El primer detalle que me tranquilizó fue algo que hice sin saber que era importante: avisar al llegar que era mi primera vez. La instructora me ubicó cerca de ella, me mostró dónde estaban los bloques y las mantas y me dijo una sola cosa antes de empezar, que me sirvió toda la clase: si algo no se puede, no se hace y ya.

La clase resultó menos silenciosa y menos solemne de lo que esperaba. Hubo indicaciones claras, gente que se acomodaba, alguien que se rio cuando perdió el equilibrio. Yo pasé la primera mitad mirando de reojo a los demás, que es exactamente lo que todos los principiantes hacen y lo que todos los instructores saben que va a pasar.

Lo que más me sorprendió fue descubrir cuántas cosas no sabía hacer. No hablo de posturas complicadas sino de básicas: respirar de manera pareja, quedarme quieto sin moverme, distinguir entre incomodidad y molestia real. Nada de eso se aprende en una clase, pero notar que existen ya cambia algo.

También aprendí lo que no hay que hacer y me costó una semana de rigidez. Intenté igualar al de la colchoneta de al lado, que evidentemente llevaba años yendo. La comparación es el error clásico de cualquier actividad nueva y la única forma de evitarla es mirar hacia adelante y aceptar que uno viene de cero.

Para quien esté pensando en probar, hay cosas prácticas que ayudan más que cualquier motivación. Ir a una clase para principiantes, no a cualquier horario. Llevar agua y ropa cómoda que no se suba al agacharse. Llegar temprano para hablar con quien da la clase. Y usar los bloques sin vergüenza, que están ahí para eso.

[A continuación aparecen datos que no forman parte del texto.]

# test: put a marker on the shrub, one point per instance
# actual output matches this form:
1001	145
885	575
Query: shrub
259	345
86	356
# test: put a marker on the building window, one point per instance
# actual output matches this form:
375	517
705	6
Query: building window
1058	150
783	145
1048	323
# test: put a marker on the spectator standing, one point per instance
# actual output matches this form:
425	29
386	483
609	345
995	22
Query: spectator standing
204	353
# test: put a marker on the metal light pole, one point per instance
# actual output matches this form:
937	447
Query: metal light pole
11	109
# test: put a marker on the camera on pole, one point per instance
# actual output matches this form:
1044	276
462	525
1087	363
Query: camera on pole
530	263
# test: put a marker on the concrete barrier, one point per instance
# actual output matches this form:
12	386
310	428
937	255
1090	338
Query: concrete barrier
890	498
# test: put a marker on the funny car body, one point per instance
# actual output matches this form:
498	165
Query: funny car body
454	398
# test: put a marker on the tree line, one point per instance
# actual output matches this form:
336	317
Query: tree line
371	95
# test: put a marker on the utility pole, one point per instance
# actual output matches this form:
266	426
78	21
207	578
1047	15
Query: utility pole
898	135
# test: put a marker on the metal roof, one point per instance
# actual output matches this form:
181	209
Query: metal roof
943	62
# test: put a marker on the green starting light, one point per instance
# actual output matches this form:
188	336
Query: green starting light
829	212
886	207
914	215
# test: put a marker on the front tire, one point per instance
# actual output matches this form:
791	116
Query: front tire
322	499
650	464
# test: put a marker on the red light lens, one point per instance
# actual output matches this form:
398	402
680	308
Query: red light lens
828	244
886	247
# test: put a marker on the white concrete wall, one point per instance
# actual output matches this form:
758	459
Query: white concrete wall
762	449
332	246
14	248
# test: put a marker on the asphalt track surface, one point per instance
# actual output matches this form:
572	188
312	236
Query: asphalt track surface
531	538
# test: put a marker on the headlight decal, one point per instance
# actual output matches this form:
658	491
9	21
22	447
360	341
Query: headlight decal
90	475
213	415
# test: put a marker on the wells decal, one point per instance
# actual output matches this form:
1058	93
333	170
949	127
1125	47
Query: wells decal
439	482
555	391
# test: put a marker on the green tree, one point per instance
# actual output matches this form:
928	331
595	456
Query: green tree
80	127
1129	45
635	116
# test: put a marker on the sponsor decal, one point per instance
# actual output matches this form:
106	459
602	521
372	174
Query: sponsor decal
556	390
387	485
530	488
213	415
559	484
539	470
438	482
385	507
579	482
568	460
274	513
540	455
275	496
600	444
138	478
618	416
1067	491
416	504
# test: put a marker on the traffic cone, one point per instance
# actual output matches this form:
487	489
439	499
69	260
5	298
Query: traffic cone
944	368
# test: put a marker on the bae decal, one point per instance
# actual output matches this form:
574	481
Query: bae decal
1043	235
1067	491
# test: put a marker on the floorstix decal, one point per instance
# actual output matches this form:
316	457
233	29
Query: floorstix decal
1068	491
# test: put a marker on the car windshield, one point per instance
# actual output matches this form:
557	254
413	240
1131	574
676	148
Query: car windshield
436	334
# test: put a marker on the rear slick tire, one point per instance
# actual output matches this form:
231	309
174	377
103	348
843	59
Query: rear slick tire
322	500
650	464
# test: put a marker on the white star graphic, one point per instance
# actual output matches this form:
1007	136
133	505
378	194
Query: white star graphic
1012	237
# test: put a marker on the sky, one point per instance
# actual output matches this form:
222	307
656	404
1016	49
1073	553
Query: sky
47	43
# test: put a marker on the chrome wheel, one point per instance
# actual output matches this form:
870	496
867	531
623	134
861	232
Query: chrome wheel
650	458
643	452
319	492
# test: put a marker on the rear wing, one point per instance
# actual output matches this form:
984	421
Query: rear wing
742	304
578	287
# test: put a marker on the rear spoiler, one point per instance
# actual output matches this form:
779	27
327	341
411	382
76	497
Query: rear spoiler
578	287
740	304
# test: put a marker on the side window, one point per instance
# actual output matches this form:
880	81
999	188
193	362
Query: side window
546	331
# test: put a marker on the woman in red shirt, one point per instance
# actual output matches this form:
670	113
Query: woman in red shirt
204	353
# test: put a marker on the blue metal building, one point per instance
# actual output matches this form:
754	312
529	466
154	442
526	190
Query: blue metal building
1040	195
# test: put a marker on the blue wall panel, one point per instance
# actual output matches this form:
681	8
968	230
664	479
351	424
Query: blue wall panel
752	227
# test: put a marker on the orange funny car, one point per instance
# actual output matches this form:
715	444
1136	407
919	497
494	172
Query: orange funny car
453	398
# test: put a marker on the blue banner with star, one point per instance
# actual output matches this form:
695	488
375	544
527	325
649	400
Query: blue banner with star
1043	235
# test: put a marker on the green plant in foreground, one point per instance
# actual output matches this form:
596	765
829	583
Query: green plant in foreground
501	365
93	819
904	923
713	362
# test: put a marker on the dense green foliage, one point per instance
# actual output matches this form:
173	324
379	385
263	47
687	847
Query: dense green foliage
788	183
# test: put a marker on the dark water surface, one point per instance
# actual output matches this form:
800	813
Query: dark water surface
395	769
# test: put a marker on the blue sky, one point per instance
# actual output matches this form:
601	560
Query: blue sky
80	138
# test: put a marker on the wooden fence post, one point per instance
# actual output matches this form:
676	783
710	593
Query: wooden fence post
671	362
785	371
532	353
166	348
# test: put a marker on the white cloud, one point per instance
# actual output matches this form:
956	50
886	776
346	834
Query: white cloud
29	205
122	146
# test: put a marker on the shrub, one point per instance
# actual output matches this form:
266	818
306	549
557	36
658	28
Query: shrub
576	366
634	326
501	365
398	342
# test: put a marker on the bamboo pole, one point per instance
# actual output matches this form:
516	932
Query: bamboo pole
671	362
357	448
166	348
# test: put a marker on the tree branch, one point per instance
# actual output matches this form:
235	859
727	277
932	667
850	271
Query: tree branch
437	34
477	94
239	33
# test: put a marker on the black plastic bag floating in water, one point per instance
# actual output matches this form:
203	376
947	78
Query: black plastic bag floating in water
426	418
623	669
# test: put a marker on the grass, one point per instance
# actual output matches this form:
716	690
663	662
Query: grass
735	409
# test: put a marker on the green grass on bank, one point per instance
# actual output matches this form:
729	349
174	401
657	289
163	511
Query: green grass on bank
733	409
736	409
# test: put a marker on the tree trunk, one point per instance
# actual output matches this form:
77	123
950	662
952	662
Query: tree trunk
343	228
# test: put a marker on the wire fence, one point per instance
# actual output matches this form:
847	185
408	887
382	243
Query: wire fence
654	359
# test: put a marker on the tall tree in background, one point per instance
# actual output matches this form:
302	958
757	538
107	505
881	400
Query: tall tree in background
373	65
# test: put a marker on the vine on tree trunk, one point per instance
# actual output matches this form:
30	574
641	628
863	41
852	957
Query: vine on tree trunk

El otro consejo es sobre la constancia. Una clase sola no dice nada; la segunda y la tercera son las que muestran si el horario funciona con tu vida y si el grupo te resulta cómodo. Muchos abandonan después del primer día por dolor muscular común, que es simplemente lo que pasa cuando el cuerpo hace algo nuevo.

Sigo yendo dos veces por semana y todavía soy de los que menos flexibilidad tienen del salón. Eso dejó de importarme bastante rápido. Lo que gané no fue una postura difícil sino una hora fija en la semana en la que no reviso el teléfono y nadie me pide nada.